I tell him it's socially conscious. Not for everyone. Grandpa laughs and starts to cough, I start to get worried. But then he says, "I'm glad I got to live to see this day." 

I cannot tell if he is thinking about the watch; if he even remembers it now. I cannot tell if he is thinking about the last time we saw each other. But he has never asked me about it; never brought it up in all the years since I left. It's always just been our secret, indicated only in a sideways glance and nothing more. 

But I think he will ask. Before this is all over, he will ask.

I ask him how mom has been and he says, "why don't you ask your father?" but laughs since he knows as well as I do that trying to get a straight answer from my father is like trying to get pussy from a nun. Then he gets serious and he says that she's been doing fine, that she has been doing fine for a few years, ever since she and my father became christians and all. 

"Do you really believe it?" 

"Believe what?" 

"That they're, you know, born-again." 

Grandpa shrugs.

"Hell if I know what that means. Your guess is as good as mine."

"Well, do they seem changed?" 

"No one really changes," he says, and he seems to be scanning his memory, taking an inventory of his experiences, every drop of wisdom he's got before coming to an answer, "they just think they do." 

He says I know that as well as he does. 

"But," he adds, seeing my frustration, "if I didn't know your father any better, I would believe in his conversion one hundred percent." 

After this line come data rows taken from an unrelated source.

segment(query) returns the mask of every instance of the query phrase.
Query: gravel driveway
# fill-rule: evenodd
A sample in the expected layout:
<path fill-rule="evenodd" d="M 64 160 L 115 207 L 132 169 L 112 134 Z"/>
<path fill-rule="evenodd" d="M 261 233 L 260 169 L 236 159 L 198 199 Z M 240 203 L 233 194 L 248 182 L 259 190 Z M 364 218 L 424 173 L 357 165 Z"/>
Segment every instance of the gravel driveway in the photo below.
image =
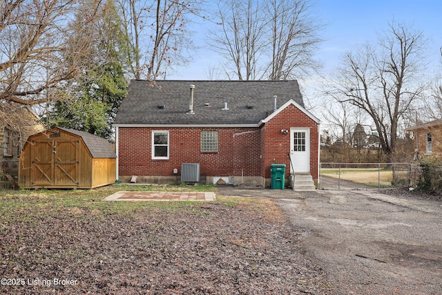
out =
<path fill-rule="evenodd" d="M 442 294 L 440 201 L 367 190 L 235 193 L 275 198 L 302 229 L 305 254 L 328 274 L 334 294 Z"/>
<path fill-rule="evenodd" d="M 336 294 L 442 294 L 442 203 L 372 191 L 278 199 Z"/>

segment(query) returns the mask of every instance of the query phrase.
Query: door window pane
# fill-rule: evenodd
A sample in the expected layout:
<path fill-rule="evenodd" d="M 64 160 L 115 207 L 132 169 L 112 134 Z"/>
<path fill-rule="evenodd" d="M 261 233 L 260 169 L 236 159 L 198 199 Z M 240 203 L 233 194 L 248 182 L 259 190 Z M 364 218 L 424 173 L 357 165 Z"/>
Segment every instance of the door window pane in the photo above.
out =
<path fill-rule="evenodd" d="M 293 135 L 294 151 L 305 151 L 305 132 L 294 132 Z"/>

I give him a wry smile, trying to pull, pull, until the truth comes out, shiny and squirming like a fish from under the rocks. 

"But you do know him." 

He smiles back, proudly displaying his rotting teeth, the black inside of his mouth.

"Oh yes," he says, "that I do." 



Grandpa doesn't really want to know what I've been doing. He thinks he does, but I know better. He's in no state to hear of the jail time, the dead-end jobs, the desperation and the loneliness that has been my life since I left here. He doesn't need to know about all the women, all the loss. He doesn't need to know about Elena. Not her. When I was young, my grandfather had this game, a game designed to stimulate my imagination, which was the only real thing I had protecting me from my father. My grandfather had tried to physically intervene, to threaten, to expose. But it didn't do any good. My mother and father were a good team, my mother was too much of a victim to do anything but protect my father. And she did it well. 

So when grandpa asks what I've been up to, I pretended, just like I did when I was ten. He would ask how school was, and I would tell him, depending on my age, that a stampede of elephants had destroyed the gymnasium, that I painted a mural in art class of the Pelopennesian war and an art dealer gave me a check for a million dollars for it. I would tell him that I crawled inside the grand piano in the music room and found my own secret wonderland, my own Oz. I would tell him all kinds of things and he would listen. Then it was back to the real world, back to my father. I suppose if I really look back, grandpa could have done more. But I don't like to think of it that way. I don't have enough time to think of him like that. I guess you could say my grandfather made me a good liar. The consummate liar that I am today.